Tag Archives: tim kreider

Quiet

23 Feb

quiet finger

Quiet and I have such a strange relationship. I came across an article recently – well, actually I came across Time Kreider’s NYT opinion piece on the original article’s topic – about how Amtrak will (eventually) be offering residencies to writers in their Quiet Car. For me, a lover of train riding because of the unique ability of railroad tracks to send creative thoughts through my brain, the prospective chance of a residency within the Amtrak Quiet Car was simultaneously incredibly appealing and absolutely terrifying.

There is a magic to quiet. You can finally feel your mind settle into the lump of flesh that carries around the rest of you. There’s an integration of your consciousness, as it sits there together, all in one place, no longer drawn in dozens of little fragments to the noise in front of you and behind you and to the side of you, to the flashing lights and motion blurs all about the full range of your peripheral, the beating and banging and humming and whirring and shouting that divides our thinking capacity into a million different focal points.

No, in the quiet, suddenly your soul can hear itself again. And it’s a beautiful thing, as the voices that have been bourn within you by the stories and novels and letters and daydreams of your past mingle and birth new ideas for your mind to mill over.

It’s also a terrifying thing, if your brain also happens to host certain voices like mine.

They’re a bit louder, a bit harsher than the rest. They may not always all-out scream at you, but the small persistent whispers are just as distracting.

They are the voices of a mind used to abusing itself.
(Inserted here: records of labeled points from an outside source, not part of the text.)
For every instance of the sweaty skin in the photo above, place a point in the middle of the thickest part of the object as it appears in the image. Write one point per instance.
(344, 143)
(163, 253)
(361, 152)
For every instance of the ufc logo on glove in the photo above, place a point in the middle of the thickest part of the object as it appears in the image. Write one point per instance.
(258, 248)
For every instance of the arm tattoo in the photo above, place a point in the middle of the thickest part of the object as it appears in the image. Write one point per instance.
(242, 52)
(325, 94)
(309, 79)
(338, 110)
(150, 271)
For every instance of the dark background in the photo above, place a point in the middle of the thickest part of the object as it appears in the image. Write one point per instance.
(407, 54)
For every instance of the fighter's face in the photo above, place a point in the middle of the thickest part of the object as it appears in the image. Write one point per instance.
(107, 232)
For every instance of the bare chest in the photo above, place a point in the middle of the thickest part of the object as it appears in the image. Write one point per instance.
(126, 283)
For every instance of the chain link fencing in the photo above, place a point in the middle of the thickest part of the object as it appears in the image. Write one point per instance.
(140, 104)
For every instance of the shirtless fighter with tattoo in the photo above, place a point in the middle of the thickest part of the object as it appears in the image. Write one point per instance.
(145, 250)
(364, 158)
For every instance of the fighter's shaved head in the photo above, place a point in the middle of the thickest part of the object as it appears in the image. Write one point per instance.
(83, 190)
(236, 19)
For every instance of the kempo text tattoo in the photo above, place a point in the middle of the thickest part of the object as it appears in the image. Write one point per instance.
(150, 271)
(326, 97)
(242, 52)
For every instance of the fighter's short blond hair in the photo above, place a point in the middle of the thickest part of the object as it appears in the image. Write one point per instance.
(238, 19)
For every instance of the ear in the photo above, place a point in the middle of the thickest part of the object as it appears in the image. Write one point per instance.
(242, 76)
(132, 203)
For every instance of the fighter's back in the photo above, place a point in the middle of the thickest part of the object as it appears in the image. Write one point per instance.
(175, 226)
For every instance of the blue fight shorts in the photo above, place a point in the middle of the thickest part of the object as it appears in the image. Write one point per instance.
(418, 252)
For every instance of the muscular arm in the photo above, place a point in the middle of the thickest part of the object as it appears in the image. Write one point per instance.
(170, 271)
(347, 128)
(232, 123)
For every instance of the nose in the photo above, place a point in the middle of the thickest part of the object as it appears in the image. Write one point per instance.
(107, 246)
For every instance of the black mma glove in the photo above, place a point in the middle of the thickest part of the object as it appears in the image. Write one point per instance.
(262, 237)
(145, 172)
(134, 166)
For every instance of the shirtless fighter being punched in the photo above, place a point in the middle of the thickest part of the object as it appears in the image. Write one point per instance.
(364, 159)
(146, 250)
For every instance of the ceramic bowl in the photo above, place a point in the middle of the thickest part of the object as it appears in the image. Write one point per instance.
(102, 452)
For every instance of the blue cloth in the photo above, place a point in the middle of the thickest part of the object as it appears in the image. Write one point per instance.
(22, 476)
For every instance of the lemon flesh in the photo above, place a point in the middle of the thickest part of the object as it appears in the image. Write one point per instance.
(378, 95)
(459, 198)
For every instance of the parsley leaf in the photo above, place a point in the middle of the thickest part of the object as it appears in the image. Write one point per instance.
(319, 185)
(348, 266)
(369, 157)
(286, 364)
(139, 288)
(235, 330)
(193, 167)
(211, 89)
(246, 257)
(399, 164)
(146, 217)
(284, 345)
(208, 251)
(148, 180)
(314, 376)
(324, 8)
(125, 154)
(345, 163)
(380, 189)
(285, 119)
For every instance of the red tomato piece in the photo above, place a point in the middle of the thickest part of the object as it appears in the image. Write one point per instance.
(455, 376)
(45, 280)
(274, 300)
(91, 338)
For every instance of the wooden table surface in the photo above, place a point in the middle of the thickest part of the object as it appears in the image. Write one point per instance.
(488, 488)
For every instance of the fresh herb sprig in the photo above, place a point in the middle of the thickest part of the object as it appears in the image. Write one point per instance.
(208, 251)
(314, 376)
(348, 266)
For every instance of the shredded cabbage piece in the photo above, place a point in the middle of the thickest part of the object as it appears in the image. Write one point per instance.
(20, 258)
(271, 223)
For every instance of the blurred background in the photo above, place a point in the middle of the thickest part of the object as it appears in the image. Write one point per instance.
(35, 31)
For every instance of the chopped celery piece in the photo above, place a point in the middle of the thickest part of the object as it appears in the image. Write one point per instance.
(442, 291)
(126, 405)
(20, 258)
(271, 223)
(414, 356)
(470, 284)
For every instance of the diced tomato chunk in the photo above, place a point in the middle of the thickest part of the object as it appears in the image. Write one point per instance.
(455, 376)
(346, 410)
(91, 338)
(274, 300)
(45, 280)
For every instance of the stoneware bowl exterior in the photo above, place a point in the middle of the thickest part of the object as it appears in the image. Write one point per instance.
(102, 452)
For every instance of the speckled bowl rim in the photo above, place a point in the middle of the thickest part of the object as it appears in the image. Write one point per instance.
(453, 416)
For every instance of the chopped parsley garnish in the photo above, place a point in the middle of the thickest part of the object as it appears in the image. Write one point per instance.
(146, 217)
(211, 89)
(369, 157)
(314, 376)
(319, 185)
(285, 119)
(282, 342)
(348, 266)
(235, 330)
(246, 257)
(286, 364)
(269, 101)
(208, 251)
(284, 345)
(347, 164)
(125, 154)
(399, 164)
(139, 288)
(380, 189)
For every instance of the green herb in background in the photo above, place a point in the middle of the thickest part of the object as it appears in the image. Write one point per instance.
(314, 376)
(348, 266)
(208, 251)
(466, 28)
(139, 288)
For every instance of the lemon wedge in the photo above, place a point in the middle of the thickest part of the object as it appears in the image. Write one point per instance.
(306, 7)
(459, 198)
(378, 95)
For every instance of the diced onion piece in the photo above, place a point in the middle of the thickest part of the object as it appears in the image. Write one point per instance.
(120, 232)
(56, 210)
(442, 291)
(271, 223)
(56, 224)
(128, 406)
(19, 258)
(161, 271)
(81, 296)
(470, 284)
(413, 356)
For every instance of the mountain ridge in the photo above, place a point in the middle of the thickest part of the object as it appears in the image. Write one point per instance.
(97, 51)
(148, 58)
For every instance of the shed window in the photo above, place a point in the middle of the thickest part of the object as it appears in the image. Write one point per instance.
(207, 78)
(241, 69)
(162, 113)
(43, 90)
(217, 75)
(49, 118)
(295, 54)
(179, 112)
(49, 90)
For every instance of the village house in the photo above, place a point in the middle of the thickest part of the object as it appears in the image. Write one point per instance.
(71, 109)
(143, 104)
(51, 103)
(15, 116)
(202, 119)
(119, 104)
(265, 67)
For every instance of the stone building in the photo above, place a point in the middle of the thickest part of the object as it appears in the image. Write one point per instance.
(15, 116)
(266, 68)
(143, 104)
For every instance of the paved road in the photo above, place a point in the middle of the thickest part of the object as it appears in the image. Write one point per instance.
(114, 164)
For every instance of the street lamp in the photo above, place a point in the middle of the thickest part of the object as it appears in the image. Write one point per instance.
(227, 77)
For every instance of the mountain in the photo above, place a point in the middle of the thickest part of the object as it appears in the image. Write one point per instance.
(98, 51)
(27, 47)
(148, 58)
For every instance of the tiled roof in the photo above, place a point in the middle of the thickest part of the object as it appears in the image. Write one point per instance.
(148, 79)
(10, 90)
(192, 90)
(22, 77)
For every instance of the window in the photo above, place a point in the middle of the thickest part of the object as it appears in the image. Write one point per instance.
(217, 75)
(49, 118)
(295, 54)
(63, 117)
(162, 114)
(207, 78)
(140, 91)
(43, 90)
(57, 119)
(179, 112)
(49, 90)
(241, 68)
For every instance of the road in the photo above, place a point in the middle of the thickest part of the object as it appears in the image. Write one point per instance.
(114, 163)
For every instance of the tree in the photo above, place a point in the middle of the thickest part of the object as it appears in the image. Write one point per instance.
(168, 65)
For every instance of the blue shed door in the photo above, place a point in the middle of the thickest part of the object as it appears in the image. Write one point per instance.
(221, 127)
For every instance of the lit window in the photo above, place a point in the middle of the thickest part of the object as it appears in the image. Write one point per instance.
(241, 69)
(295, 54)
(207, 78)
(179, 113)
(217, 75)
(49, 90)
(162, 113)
They are the voices of mental lashing developed over the course of a young life in order to keep a yet-developing brain one step ahead from every other one around it – because if you can anticipate doom, anticipate fault, anticipate anger and criticism – then you can prevent it. It’s an entirely useful set of voices, when you are stuck in an environment that will kill you if you do not either learn to dodge or strike back.

But if you are one of the so-called lucky ones who manages to escape that environment, the brain that kept you going now becomes the enemy itself.

It’s much more difficult to dodge something that makes all the same movements that you do. It’s incredibly difficult for a hand to strike itself. It becomes a bit of a paradox, you see. The answer is to get away from yourself.

But, in that all too horrid cliche, wherever you go, there you are.

And so noise becomes your new coping mechanism. You surround yourself with stimuli – if you can feel the pressure of the world on your skin then perhaps you will not notice the perpetual lump in your throat. If you can blind your eyes with a TV show on a screen, maybe your brain won’t have enough sight left to envision all the terrible future scenarios that used to actually be legitimate threats but are now only figments of an anxious anticipation. If you can occupy your ears with the blaring electronica or chatter of a Youtube reel or the friendlier-toned (usually, at least) sounds of conversations about you, perhaps the wailing in your mind will not start. Or at the very least, perhaps, in a relative position, it will no longer seem so loud.

But to put yourself in quiet – that is to invite your mind to hear itself. And while you know that dreams and worlds and heroes have been born from the quiet that happens just as you slip from consciousness right before you fall asleep, you also know that when you are instead in the full-frontal awareness of agitated midday, and silence falls…

Well, sometimes the mind doesn’t have very nice things to say when you’ve shut it up from the world for a while.

Quiet is where the best thinking happens, in the still of a place where you can hear again the merest exhale of the soul’s breath. But unfortunately, it’s also where you can hear every last gasp of a soul that’s been crying.